Tim Culpan
TT

Intel’s Gelsinger Is Spending Shareholder Money for Lofty Goals

Perhaps Pat Gelsinger knows something investors and traders don’t, because he’s decided that Tower Semiconductor Ltd. is worth more money than the Israeli company has been valued at any time in the past 17 years.

At $5.4 billion, the Intel Corp. chief executive officer is paying over 35-times last year’s earnings and 60% more than it was worth at the start of the week. Lofty premiums can often be justified when the target is expanding quickly and is likely to grow into that valuation. Tower is not such a company.

A maker of chips for semiconductor clients including Analog Devices Inc. and Broadcom Inc., its revenue is projected to have expanded just 19% in 2021. That’s well below the 26.2% growth posted by the global semiconductor industry in what was a gangbuster year.

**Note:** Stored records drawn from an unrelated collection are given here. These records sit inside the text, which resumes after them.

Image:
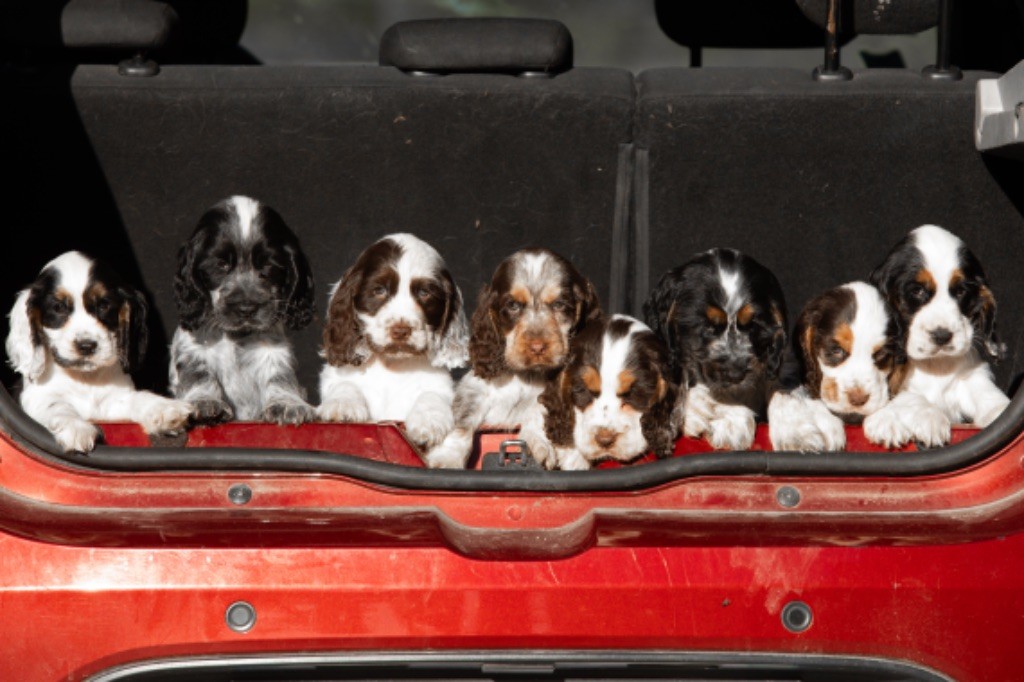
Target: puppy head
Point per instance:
(612, 399)
(849, 347)
(939, 291)
(524, 318)
(243, 271)
(723, 317)
(398, 300)
(81, 314)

Yet Gelsinger is furiously driving Intel into a new future, one that has the world’s biggest maker of computer processors also manufacturing chips for outside clients. This foundry strategy will pit the Californian company against giants Taiwan Semiconductor Manufacturing Co. and Samsung Electronics Corp. Getting revenue from external customers would help Intel pay for the escalating cost of technology development and production capacity, an area where the once-mighty Goliath has faltered in recent years.

This deal, and that price, betrays his impatience.

Intel has announced a $100 billion expansion, including a new $20 billion facility in Ohio, but it will take a few more years for that capacity to come online. What the CEO seems to be doing is planting his foundry flag early in order to show the world he’s open for business, and convince governments in the US and Europe that Intel is their trusted partner amid concerns that too much of the chip industry is concentrated in Taiwan and South Korea.

“The acquisition helps Intel gain credibility as a force in the foundry business,” Bloomberg Intelligence analysts Mandeep Singh and Paula Penkal wrote after the announcement. “We believe Intel’s aim is to raise its strategic importance in Europe and with the US government, which is seeking to counterbalance dependence on East Asia foundries.”

Finding favor with national security and military decision-makers helps Intel make the case for governments to subsidize its expensive expansion plans. Last year the company announced it landed a deal to supply semiconductor foundry services to the US Department of Defense, part of its broader plan to win government contracts in the realm of military intelligence. Its purchase of Tower “will be nicely complementary to that strategy,” Gelsinger told investors after the deal was announced.

If there’s an upside to this acquisition, it’s that Intel will add to its own output while not increasing overall global supply. That may not matter much now, in a time of shortages, but could mean something in a few years when constraints are eased and chipmakers risk excess supply.

Buying, instead of building, is one of the smartest moves Intel could make right now as it seeks to establish its foundry credentials. But overpaying undermines such prudence, putting unnecessary risk back onto shareholders.